Allende había nacido en la ciudad de Valparaíso el 26 de junio de 1908, aunque sus primeros años transcurrieron en Tacna, ciudad en cuyo liceo aprendió las primeras letras.

Los años de infancia coincidieron con el desarrollo en Chile de profundos problemas económico–sociales, marco bajo cuyas condiciones creció, estudió y comenzó a destacarse como un activista de las luchas sociales.

La biografía del patriota chileno publicada en la enciclopedia digital cubana (EcuRed), indica que cuando contaba con 10 años, en 1918, su padre lo envió a continuar estudios en la capital del país, donde años más tarde ingresaría en la universidad para estudiar Medicina y pronto se convertiría en uno de los principales líderes estudiantiles del centro, al asumir la presidencia entre los alumnos de esa carrera.

Con el paso del tiempo comenzó a adentrarse en el ideario socialista y fue una figura protagónica en la formación del Bloque de Izquierdas, una alianza de profundo contenido histórico para la causa popular y el desarrollo de la nación, que constituyó un antecedente inmediato del Frente Popular, un episodio histórico-político que contribuyó a su acceso a la Cámara de Diputados en 1937.

A esta responsabilidad la seguirían otras como la de ministro de Salubridad (1939), cargo al que renunció luego de estallar la Segunda Guerra Mundial, por desacuerdos con la política nacional e internacional del gobierno chileno.

En 1943, Allende asumió la secretaría general del Partido Socialista chileno, y en 1945 fue electo senador.

Durante 1952 participó por primera vez como candidato en las elecciones presidenciales chilenas, que no pudo ganar, como tampoco en las dos ocasiones siguientes (1958 y 1964).

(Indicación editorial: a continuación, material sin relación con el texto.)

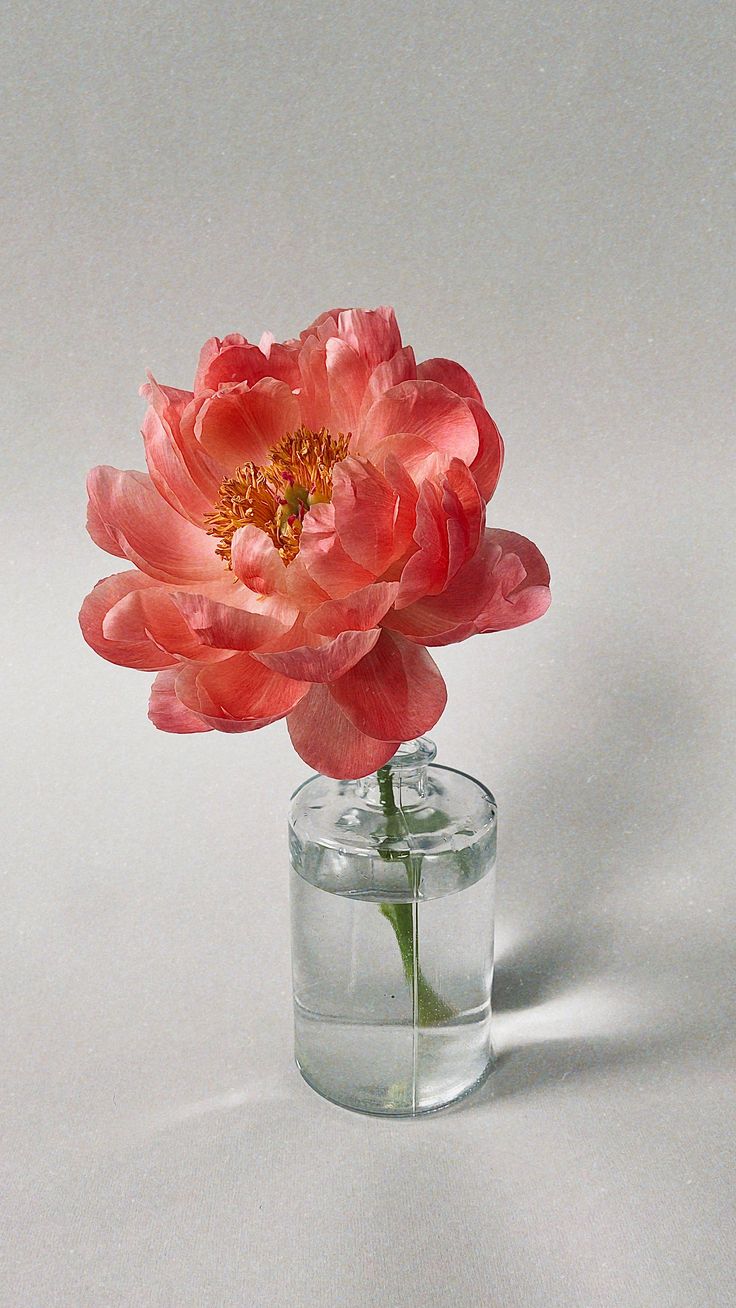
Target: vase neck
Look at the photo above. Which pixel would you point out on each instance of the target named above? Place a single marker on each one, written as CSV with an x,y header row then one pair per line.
x,y
404,777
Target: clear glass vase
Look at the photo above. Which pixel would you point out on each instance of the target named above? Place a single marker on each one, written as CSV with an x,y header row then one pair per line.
x,y
392,888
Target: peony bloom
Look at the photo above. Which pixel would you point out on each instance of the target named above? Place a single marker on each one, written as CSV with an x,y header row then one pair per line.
x,y
313,518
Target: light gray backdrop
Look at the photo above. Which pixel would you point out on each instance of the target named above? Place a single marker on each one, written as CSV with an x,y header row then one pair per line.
x,y
541,190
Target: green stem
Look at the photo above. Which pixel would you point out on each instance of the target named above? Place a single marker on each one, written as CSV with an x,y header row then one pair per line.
x,y
430,1009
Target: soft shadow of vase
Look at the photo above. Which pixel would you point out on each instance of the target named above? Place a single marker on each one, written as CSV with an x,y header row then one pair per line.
x,y
392,887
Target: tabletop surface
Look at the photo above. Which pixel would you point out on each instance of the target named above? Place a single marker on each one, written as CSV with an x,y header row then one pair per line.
x,y
543,192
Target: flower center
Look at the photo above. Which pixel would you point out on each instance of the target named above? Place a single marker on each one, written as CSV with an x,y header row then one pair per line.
x,y
276,497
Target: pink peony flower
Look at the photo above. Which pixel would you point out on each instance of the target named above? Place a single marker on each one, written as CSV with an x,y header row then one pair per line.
x,y
313,518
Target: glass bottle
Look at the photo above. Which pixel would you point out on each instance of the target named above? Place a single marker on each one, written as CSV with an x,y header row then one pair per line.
x,y
391,891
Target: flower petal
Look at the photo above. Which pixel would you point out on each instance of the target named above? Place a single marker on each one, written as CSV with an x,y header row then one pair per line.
x,y
166,712
327,740
357,612
166,463
133,649
323,556
488,463
505,585
239,693
450,374
320,662
148,530
371,332
365,510
395,692
256,561
242,424
424,410
229,627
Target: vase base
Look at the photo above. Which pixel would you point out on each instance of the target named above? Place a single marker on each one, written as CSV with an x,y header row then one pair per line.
x,y
400,1103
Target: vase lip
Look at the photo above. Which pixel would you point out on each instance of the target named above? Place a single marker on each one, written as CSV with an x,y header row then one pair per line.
x,y
413,754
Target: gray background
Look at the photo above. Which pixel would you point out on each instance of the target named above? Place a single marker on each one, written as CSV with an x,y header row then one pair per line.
x,y
541,190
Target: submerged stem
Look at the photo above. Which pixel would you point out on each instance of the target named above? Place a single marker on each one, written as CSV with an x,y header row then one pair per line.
x,y
430,1009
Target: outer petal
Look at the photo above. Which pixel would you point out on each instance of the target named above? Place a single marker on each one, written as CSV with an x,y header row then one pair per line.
x,y
400,368
324,559
450,374
365,512
371,332
239,693
347,378
505,585
256,561
166,712
167,466
238,424
149,531
394,693
357,612
488,463
137,652
228,627
424,410
328,740
322,662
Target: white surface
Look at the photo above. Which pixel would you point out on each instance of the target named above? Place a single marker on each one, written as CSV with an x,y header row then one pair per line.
x,y
541,191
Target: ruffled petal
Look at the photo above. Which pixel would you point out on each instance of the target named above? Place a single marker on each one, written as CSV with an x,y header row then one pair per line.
x,y
400,368
230,627
395,692
256,561
166,712
149,531
166,463
489,461
505,585
365,513
136,649
422,410
328,740
239,693
450,374
371,332
357,612
324,661
323,556
242,424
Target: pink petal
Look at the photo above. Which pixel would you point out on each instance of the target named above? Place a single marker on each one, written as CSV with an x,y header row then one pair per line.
x,y
328,742
323,556
371,332
450,374
242,425
239,693
365,510
323,662
505,585
256,561
424,410
164,453
166,712
152,614
426,570
357,612
400,368
464,512
347,378
229,627
488,463
394,693
149,531
137,652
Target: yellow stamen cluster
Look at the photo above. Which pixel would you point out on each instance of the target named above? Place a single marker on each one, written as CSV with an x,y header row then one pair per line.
x,y
277,496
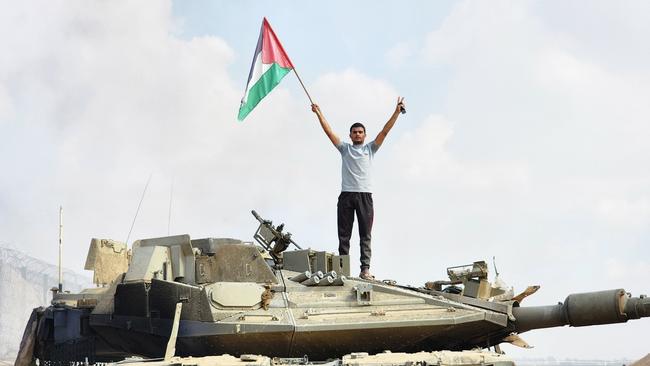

Entre 1966 y 1969 Allende ocuparía el cargo de presidente del senado, y tuvo un amplio accionar en el ámbito de la política internacional, al participar en la Conferencia Tricontinental y luego en la fundación de la Organización Latinoamericana de Solidaridad (OLAS), lo que sumado a sus lucha por favorecer a los más humildes lo hicieron centro de los ataques de la derecha.

Pese a esta situación desfavorable, amplios sectores de la sociedad chilena pedían que asumiera nuevamente la representación de la izquierda en las elecciones presidenciales de 1970, a las que concurrió en representación de la alianza denominada Unidad Popular (integrada por el los partidos Socialista, Comunista, Radical, MAPU y Acción Popular Independiente).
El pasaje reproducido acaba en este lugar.